Foreign Minister Israel Katz called an emergency meeting at his ministry over the possible ramifications of the case of the South Koreans visitors.
In a statement, Katz said he’d instructed ministry officials “to support any strict decisions issued by the Health Ministry on preventing the entry of foreigners from various world countries who could pose a health risk to Israel’s population.
“Our main consideration is the health of Israeli residents and preserving Israel’s ability to maintain and grow ties with countries around the world, as a state that adheres to strict rules and has not been touched by the coronavirus,” the statement added.
On Sunday Italy and Iran took drastic containment steps as worldwide fears over the epidemic spiraled.
Iran ordered the closure of schools, universities and cultural centers across 14 provinces from Sunday following five deaths in the Islamic Republic — the most outside East Asia and the first in the Middle East.
More than 50,000 people in about a dozen northern Italian towns near the business hub of Milan were urged by authorities to stay home, while shops and schools were shuttered among dozens of infections and two deaths.
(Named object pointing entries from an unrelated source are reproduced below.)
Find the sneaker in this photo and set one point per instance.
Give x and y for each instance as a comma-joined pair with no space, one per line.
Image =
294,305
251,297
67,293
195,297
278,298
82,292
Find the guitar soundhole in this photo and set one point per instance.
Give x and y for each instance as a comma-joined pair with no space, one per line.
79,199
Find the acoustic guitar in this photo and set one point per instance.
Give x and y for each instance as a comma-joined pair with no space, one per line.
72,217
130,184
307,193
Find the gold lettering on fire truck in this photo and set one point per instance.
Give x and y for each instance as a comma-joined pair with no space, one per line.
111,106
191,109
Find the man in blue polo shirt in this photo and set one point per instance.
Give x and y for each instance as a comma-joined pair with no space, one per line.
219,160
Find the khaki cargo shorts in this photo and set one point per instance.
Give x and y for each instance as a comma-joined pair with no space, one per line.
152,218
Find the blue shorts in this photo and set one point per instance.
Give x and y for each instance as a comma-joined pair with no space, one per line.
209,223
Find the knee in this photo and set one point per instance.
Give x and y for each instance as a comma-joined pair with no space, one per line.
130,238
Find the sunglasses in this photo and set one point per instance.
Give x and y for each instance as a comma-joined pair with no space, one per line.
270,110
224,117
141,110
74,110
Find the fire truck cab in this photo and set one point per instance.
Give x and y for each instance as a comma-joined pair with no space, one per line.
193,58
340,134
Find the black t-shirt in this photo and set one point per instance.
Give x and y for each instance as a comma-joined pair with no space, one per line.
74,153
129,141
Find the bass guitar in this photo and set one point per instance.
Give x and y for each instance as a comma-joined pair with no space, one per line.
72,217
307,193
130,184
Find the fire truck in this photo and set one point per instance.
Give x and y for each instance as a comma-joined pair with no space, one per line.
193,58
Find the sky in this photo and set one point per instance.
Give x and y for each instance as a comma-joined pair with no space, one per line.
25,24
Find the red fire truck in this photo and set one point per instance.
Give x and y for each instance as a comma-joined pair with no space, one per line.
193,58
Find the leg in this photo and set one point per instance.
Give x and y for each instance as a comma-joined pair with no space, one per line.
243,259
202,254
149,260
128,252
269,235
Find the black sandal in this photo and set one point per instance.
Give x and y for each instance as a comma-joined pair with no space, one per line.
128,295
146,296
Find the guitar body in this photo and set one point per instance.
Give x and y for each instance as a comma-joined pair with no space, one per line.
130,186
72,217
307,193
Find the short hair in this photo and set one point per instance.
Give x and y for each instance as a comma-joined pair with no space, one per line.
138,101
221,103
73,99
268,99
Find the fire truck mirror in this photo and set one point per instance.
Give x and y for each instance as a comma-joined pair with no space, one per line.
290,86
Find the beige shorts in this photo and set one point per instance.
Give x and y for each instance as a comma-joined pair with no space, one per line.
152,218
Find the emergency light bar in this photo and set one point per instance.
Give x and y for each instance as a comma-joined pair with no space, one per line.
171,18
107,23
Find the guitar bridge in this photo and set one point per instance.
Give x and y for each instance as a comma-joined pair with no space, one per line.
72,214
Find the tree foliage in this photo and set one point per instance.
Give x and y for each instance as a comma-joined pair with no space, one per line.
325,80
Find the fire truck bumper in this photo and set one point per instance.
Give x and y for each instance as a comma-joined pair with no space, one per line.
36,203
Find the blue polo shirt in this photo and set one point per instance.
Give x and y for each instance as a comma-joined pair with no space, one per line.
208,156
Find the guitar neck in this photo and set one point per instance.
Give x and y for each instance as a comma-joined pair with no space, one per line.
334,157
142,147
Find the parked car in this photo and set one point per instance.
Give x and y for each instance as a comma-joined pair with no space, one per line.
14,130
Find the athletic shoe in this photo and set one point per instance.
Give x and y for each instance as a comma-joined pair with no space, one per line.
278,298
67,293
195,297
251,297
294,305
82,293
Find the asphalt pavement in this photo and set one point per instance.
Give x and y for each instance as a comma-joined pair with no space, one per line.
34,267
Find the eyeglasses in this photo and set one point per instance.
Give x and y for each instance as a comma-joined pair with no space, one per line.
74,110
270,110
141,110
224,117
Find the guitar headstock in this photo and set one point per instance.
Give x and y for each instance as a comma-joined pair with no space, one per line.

China reported another 97 deaths in its daily update Sunday, taking its total to 2,442, plus 648 new infections. Nearly 80,000 infections have been reported worldwide.
The contagion’s spread prompted the World Health Organization to warn that Africa’s unprepared health systems left the continent vulnerable to the disease.
China’s infection rate has slowed sharply from earlier in the epidemic, but Chinese flip-flopping over counting methods has sowed confusion over its data.
There also was growing concern over the difficulty of detecting the virus.
Japan on Sunday confirmed that a woman who tested negative and disembarked from the coronavirus-stricken Diamond Princess cruise ship later tested positive.
Japan has already been criticized over its handling of the ship, which has seen more than 600 cases of COVID-19.
Many passengers were allowed to disembark without being properly tested or despite having close contact with infected people.
More than 1,000 crew remain on board and are expected to serve a 14-day quarantine.
Fifteen Israelis were on the Diamond Princess. Four of them were diagnosed with the virus in Japan and are under quarantine there. Eleven returned to Israel on a specially arranged flight and were also placed in quarantine.
One of the returnees has since been diagnosed with the disease.